Do Good Fences Make Good Neighbors? Obtaining Access for Repairs & Improvements

 With land so developed, it is sometimes impossible for New York City property  owners to build, repair or improve their own property without accessing their  neighbor’s. But if your neighbor is unwilling to grant you access, what is your remedy?  

 The answer is Real Property Actions and Proceedings Law Section 881. This statute allows property owners to go to court and obtain a license to enter  the adjoining owner’s premises in order to make desired improvements or repairs to their own  property. The statute has been interpreted broadly to encompass work ranging from making  purely cosmetic changes to erecting an entire building.  

 This problem is significant because it affects a co-op’s or condo’s finances as well as its ability to meet mandated repair obligations. The most tangible example of this is a situation where under New York City’s Local Law 11 repairs are required to be made to a building’s façade or structure. It is not difficult to imagine a structural configuration in New York City where  obtaining access to portions of one’s own building (such as a façade) is not possible without stepping onto or otherwise using an adjacent  property or building. Alternatively, in order to obtain a permit from the Department of Buildings for  such work it may be necessary to erect a protective shed or bridge on the  adjacent property. When the neighbor refuses to grant access, or demands an unreasonable amount of  money or other unfair conditions, there is a statutory remedy.  

 Property owners cannot, of course, simply invoke this statute whenever  improvements to their property would be made simpler through access to their  neighbor’s. Proceedings under Section 881 should be brought only when: (1) the improvement  or repair cannot be made without access to the neighboring property; and, (2)  the adjoining property owner has refused to allow access. Even under these circumstances a court needs to balance the interests of each  landowner. The license should be granted when necessary, and in cases where the hardship  resulting from the refusal of the license stands to outweigh the inconvenience  to the neighboring property owner.  
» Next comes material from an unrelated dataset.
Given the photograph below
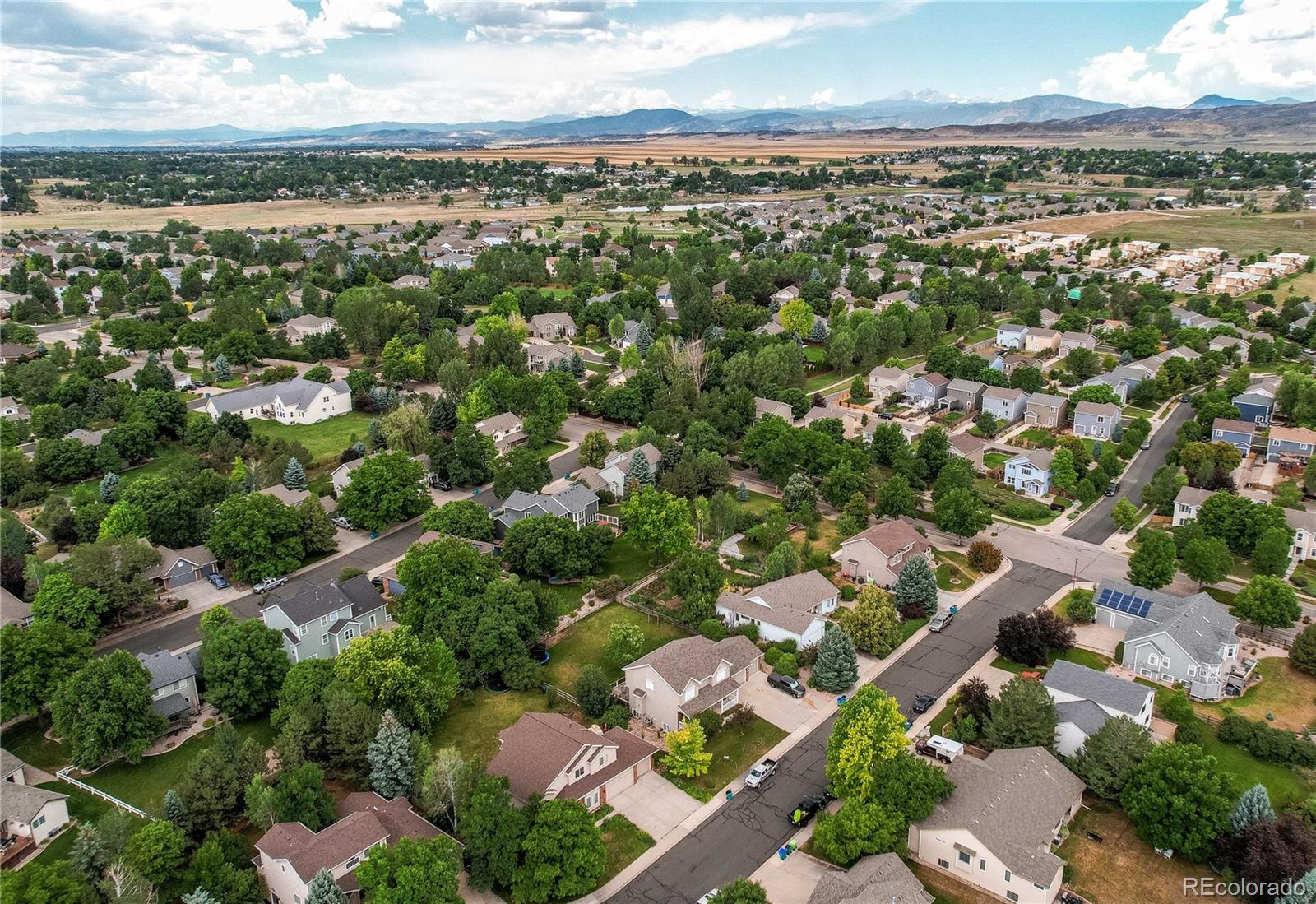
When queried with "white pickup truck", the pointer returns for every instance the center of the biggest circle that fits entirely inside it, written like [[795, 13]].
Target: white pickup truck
[[760, 772]]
 All that is required under a Section 881 proceeding is that the cooperative or  condominium association under construction files the necessary papers with the  court showing the facts making the entry necessary and providing the dates on  which entry is sought. The adjoining property owner has the right to submit opposition papers. An appearance before a judge and, if necessary, a hearing where witnesses  provide testimony should be scheduled by the court promptly.  

 A Simple Fee?

 The court will impose reasonable conditions upon the issuance of the license,  and the party needing access will generally be required to pay the adjoining  property owner a license fee. The amount of this fee will vary with the facts of each case but can be expected  to be in the range of less than $10,000 each month, payable directly to the  neighbor. In determining the license fee courts may consider factors such as the length of  time of the license and the degree of interference with the adjoining owners’ property.  
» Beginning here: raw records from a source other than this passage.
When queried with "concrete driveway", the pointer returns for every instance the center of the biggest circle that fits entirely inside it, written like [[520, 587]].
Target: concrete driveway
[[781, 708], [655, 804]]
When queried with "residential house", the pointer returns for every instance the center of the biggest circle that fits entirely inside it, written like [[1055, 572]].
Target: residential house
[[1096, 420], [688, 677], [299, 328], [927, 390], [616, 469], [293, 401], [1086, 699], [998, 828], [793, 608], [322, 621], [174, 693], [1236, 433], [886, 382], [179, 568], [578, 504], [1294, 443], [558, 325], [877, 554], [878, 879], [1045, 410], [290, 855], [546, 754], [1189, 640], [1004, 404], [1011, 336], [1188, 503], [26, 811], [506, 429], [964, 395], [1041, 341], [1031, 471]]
 It is also possible that the property rights of any tenant of the adjoining  property owner may be considered, particularly if there are concerns over  safety. The co-op or condo under construction can also expect to be held liable for  damages to the adjoining property resulting from the work being done, and may  be required to provide the adjoining owner with insurance coverage, a bond, or  both. Other terms and conditions may be negotiated, as dictated by the needs, wants  and leverage of the parties.  

 This is not an opportunity for the adjoining property owner to make money. Any  property owner taken to court under Section 881 and expecting a windfall will  likely be disappointed. Instead, the parties should expect the court to recognize that the license fee  is for compensation, not for profit.  

 For example, there was a case heard in Brooklyn where a developer sought a  license pursuant to the statute to enter the adjoining lots of two neighbors.  The developer needed the license in order to erect sidewalk bridging and roof  protection associated with the developer’s construction of an eight-story building on its lot.  

 The court noted that the neighbors’ property rights might be significantly affected – they would be unable to obtain financing with scaffolding attached to their  property, their property might lose value due to the existence of the  eight-story structure, their sunlight and fresh air would be affected, and  their own construction plans would be adversely affected.  

 However, the court found that the rights of the developer would be more severely  affected if it was not allowed to develop its lot. The court granted a license for a year and ordered the developer to pay an  aggregate $5,000 monthly license fee to the neighbors—$2,500 per month to each neighbor. Clearly the neighbors did not receive a windfall.  

 Come to an Agreement

 While these cases may in fact be handled speedily and with less expense than a  drawn-out lawsuit, this may not occur. Therefore, as with most litigation, it is generally advisable for both parties  to attempt to come to a mutual agreement rather than submit the dispute to the  court. If you find it necessary to access your neighbor’s property in order to perform repairs or make improvements, negotiating first  is your best course. Understand that the court is almost certainly going to award your neighbor some  sort of financial protection against damages, such as being named an insured  under a liability policy; it therefore might makes sense to offer to provide  this protection as part of a negotiated settlement. Understand further that while you may find a license fee objectionable, the  court likely will require that you pay something, and, despite the expedited  nature of these claims, litigation can still be expensive.  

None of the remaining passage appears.